Three Minutes with Mitchell ScottNovember 15, 2022
Mitchell Scott is Senior Director of Prime’s Special Investigations Unit (SIU) and Pharmacy Audit team. Before joining Prime in 2019, he served for more than two decades in law enforcement positions, including patrol officer, detective and chief of police for a suburb in the Minneapolis-St. Paul metropolitan area.
Why is it important for Prime to have a dedicated team focused on FWA?
Member service is important to Prime. We want to help ensure members receive the best care when accessing their prescription drug coverage. Our biggest concern is risk management which can divert away from necessary care, cause higher copays and overall costs – which can impact clients and members. Our team is the corporate watchdog to help prevent bad things from happening. And when we see it, we work with regulatory authorities to hold people accountable for their actions.
Your team members come from incredibly diverse professional backgrounds. Can you share the types of people on your team and what value they bring to your work?
Our special investigation unit (SIU) team has a wide variety of professional experience – and that really is our strongest asset. We have staff with law enforcement background, private investigators, financial crimes experience, registered nurses, pharmacy technicians and pharmacists. Because of this diversity, we all look through different lenses when we conduct investigations. We all see things differently, pull in different factors, different angles, different visions and different experiences. We partner. We learn. We become better. We have such a great team, great leaders and we do our jobs very well.

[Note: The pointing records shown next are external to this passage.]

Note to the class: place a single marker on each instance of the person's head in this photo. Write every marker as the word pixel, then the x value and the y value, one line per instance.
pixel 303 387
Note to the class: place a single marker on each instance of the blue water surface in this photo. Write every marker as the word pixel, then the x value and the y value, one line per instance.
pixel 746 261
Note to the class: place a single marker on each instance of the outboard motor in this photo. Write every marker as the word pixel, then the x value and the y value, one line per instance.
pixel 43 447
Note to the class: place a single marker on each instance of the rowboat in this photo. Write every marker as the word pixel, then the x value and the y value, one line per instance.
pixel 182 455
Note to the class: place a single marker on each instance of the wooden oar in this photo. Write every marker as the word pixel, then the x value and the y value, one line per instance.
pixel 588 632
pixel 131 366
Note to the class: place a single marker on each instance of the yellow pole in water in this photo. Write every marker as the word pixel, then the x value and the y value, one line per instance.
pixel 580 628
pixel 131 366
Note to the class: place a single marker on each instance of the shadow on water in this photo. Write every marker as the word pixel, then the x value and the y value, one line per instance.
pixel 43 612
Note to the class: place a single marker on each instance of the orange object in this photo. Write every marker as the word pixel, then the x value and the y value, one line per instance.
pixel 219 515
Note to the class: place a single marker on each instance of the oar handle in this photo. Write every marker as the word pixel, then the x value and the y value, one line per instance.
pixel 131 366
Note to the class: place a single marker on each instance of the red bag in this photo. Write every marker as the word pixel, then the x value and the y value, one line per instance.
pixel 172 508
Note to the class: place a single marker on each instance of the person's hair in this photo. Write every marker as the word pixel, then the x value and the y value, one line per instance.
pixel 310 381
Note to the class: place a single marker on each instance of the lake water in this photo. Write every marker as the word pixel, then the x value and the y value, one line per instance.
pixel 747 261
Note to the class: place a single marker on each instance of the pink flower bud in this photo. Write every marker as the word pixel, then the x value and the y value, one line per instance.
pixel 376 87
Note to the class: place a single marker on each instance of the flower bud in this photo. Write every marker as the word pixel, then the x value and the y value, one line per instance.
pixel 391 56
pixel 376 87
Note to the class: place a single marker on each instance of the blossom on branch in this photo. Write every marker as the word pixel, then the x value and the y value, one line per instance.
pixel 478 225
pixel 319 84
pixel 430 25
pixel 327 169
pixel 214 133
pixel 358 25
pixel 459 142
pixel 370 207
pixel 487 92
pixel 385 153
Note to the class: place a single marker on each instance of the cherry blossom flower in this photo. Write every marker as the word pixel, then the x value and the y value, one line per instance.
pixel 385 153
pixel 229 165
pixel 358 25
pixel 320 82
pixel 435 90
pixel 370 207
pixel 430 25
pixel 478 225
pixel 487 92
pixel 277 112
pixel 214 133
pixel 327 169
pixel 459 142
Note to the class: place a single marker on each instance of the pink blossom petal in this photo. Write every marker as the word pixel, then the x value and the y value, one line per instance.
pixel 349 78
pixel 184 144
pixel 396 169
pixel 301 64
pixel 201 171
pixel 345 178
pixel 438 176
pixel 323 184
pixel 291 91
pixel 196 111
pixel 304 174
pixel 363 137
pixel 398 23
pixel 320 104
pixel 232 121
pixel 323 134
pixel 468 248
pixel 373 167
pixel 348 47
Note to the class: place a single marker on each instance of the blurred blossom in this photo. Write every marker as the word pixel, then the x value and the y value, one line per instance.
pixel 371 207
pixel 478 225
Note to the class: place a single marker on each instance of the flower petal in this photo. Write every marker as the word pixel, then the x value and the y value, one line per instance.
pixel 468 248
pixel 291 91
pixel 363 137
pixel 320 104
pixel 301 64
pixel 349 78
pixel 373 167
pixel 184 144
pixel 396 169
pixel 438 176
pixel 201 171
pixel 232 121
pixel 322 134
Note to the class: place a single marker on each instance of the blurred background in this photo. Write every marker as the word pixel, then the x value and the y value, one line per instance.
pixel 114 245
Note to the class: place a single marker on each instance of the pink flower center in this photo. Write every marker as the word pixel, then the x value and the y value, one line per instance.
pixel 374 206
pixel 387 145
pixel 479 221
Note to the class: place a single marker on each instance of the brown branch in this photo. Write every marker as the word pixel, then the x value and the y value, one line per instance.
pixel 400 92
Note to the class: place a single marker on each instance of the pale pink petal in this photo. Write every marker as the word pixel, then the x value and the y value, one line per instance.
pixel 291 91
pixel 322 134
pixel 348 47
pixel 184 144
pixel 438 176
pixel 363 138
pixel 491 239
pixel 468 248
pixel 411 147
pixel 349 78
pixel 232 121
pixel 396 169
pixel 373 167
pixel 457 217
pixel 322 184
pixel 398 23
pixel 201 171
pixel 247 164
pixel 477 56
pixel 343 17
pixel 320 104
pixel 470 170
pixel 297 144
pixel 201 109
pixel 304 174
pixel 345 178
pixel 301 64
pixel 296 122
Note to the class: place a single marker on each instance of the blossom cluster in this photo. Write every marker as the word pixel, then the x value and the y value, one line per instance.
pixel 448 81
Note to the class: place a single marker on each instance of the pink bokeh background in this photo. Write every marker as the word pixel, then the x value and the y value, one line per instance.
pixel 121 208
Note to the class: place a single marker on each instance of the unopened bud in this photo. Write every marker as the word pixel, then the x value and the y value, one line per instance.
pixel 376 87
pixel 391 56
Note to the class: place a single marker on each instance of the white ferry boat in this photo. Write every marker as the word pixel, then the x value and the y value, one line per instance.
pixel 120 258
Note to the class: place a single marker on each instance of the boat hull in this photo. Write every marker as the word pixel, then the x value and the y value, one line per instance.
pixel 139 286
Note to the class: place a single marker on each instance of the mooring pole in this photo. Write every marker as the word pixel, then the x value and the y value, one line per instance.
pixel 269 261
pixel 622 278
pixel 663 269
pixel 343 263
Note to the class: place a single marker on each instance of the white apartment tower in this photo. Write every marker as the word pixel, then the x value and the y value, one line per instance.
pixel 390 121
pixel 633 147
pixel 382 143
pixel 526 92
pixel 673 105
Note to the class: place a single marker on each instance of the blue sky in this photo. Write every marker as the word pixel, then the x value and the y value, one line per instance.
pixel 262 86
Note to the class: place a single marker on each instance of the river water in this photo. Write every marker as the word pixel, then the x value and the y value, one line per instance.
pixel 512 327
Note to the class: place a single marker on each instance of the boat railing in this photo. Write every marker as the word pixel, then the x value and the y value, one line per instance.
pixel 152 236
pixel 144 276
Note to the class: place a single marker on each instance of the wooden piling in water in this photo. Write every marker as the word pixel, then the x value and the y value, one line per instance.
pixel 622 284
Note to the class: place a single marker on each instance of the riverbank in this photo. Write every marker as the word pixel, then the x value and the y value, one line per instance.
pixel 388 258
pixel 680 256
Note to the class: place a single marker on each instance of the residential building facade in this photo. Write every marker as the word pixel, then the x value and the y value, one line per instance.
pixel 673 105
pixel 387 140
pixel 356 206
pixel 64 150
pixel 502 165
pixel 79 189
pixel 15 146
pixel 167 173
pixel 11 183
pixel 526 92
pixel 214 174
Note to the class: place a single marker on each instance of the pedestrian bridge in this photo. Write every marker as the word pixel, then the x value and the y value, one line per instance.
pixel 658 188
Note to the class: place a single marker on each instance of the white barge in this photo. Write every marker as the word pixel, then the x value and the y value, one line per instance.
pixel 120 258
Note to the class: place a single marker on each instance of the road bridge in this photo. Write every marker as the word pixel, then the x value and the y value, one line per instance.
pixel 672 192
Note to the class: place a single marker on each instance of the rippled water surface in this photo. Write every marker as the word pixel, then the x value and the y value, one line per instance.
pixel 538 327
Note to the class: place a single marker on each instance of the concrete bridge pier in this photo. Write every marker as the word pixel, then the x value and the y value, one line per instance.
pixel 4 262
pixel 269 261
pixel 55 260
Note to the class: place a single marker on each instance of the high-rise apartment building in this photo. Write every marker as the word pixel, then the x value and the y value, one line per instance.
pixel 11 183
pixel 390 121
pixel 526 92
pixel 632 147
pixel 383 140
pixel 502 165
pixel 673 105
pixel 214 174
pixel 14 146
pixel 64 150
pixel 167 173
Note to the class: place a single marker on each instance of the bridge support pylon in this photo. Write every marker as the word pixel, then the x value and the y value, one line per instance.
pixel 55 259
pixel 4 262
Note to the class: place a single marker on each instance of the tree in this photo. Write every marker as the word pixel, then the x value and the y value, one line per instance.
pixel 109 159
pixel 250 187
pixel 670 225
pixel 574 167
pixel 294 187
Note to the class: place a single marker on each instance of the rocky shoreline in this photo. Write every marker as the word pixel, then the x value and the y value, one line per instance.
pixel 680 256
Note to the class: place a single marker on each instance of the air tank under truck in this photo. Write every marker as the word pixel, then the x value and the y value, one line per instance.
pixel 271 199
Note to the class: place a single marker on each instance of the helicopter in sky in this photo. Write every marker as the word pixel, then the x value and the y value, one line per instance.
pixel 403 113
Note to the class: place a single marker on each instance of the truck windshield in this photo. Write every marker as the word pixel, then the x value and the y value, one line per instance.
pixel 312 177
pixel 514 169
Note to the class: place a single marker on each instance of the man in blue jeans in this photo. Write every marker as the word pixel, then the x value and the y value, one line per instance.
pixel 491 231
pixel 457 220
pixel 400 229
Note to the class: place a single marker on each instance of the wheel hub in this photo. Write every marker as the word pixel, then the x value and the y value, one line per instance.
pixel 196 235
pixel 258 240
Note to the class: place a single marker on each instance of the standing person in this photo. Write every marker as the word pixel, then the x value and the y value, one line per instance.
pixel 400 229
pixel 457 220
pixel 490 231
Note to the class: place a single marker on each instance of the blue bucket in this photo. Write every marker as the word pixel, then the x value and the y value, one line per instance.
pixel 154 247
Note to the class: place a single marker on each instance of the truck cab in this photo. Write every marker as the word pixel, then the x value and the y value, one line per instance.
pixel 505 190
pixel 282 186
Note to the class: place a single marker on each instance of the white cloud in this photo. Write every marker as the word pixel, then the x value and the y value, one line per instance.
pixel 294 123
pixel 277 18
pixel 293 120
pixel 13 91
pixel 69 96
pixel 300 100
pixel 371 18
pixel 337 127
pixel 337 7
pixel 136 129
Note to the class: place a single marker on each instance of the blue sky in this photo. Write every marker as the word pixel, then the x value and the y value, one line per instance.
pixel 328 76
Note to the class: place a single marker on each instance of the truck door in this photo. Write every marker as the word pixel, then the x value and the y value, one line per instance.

You left your position as Chief of Police to come to Prime’s special investigation unit to fight fraud, waste and abuse in health care. Why did you decide to come to the private sector, and specifically Prime?
As the Chief of Police, I became very comfortable in my job. I worked in the law enforcement field for 32 years. I understood everything about that career. I had seen it all. I wasn’t looking at retiring, but when the SIU director position at Prime opened, I dove in and educated myself on what a pharmacy benefit manager is and evaluate how I could bring my leadership skills to the job.
You have set up an incredible connection with Prime’s health plan clients through the Special Investigation Units at Prime and the plans. How does that relationship benefit the parties and members?
We do have great relationships and connections with our clients and the SIU units at the health plans. We work in tandem with them, with the shared goal of combatting fraud, waste and abuse. Their focus on medical side drugs complements our integrated medical plus pharmacy view to drive collaboration. Having this full scope of activity has allowed us to offer more comprehensive programs to our clients and do more for them.
How has your work changed through the COVID-19 pandemic?
Individuals try to capitalize on people’s fear – and there was a lot of fear during the COVID-19 pandemic, especially at the beginning. Like other schemes, the COVID-19 schemes kept evolving but Prime was on top of it. It went from schemes about certain drugs, to over-the-counter tests, to physician-administered tests. We acted quickly and did a great job to build models to catch pharmacies and providers billing false claims.
You’ve probably seen some rather “interesting” schemes and cases in your time. Can you share (without disclosing PHI) one of your most memorable examples?
One great example shows internal collaboration between our pharmacy audit team and our SIU team. An auditor had identified a pharmacy had billed Prime for approximately $1.9 million which was associated to one prescriber for high-cost low-value products. The SIU team initiated an investigation into the pharmacy’s behavior. The pharmacy investigator determined that an onsite investigation was warranted. The Prime investigator partnered with a client and the State Board of Pharmacy to conduct an unannounced onsite investigation. During the onsite, the investigators discovered a high volume of returned medications rejected by members and the pharmacy failed to reverse the claims submitted for those members. Additionally, the pharmacy did not have any drug stock on shelves, however, the pharmacy billed Prime and other PBMs for well over $1 million dollars. Pharmacy staff also provided false and/or misleading information to the investigative team. The Board of Pharmacy investigator seized prescription records and prescription drugs and placed a chain on the pharmacy door to prevent further business.
What’s next for the fraud, waste and abuse team at Prime?
We are always trying to improve our work and our product offerings to our clients. We are trying to be proactive looking at new drugs coming in to evaluate what’s the next issue so we can be best prepared. How can we better serve our clients and members!